JPMorgan eleva projeções para construtoras e destaca MRV como compra
O JPMorgan atualizou suas estimativas para o setor de construção no Brasil, recomendando aos investidores que mantenham posições em ações de baixo múltiplo P/L (Preço sobre Lucro). O banco destacou as empresas Cyrela, Eztec e Tenda, todas com recomendação overweight (exposição acima da média do mercado, equivalente à compra). Além disso, elevou a recomendação da MRV de neutra para overweight.
As ações destacadas negociam abaixo de 6,0 vezes o lucro estimado para 2026, com potencial de valorização entre 40% e 60% no próximo ano, impulsionadas por fatores macroeconômicos favoráveis, como a redução da taxa Selic e uma possível mudança de governo nas eleições presidenciais de 2026.

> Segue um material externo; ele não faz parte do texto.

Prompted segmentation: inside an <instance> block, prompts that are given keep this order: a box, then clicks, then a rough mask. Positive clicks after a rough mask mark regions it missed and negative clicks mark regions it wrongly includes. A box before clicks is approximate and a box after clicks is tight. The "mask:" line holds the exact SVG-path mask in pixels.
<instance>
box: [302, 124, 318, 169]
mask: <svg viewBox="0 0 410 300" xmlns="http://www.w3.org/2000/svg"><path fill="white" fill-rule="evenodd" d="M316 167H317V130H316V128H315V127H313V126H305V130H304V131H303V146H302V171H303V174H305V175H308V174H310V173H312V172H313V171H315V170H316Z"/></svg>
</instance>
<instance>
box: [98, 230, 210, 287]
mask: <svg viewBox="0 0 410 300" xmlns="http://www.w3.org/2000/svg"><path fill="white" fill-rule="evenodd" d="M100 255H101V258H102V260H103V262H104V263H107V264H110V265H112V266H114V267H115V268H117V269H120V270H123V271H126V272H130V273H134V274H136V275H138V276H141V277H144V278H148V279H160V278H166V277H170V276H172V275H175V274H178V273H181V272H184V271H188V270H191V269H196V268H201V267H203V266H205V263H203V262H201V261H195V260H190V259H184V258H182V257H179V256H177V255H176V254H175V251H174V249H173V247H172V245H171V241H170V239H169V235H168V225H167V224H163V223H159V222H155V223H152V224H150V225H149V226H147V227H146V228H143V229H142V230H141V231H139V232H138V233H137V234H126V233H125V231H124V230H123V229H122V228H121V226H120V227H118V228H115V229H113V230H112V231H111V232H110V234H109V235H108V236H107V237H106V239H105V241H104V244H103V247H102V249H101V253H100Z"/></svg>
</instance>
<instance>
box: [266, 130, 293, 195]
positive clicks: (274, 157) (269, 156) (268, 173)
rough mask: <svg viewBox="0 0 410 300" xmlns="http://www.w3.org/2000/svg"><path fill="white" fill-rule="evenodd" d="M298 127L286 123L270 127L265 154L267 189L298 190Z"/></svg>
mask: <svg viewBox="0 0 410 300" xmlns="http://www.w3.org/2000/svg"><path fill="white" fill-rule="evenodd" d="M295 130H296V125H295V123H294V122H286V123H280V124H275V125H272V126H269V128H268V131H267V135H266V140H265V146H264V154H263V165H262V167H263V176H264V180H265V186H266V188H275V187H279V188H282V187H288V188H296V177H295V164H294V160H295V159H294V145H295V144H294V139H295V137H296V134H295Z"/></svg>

O banco aumentou os preços-alvo para dezembro de 2026 em cerca de 13%, refletindo uma redução de aproximadamente 100 pontos-base no custo de capital das empresas. A ordem de preferência do JPMorgan no setor é: Tenda, Cyrela, MRV, Eztec, Cury e Direcional.
Tenda: destaque com maior potencial de alta
A Tenda foi apontada como a principal escolha do JPMorgan no setor, com recomendação de compra e potencial de valorização de 64% até dezembro de 2026. A empresa possui forte exposição ao programa Minha Casa Minha Vida e está avaliada de forma atrativa pelo banco.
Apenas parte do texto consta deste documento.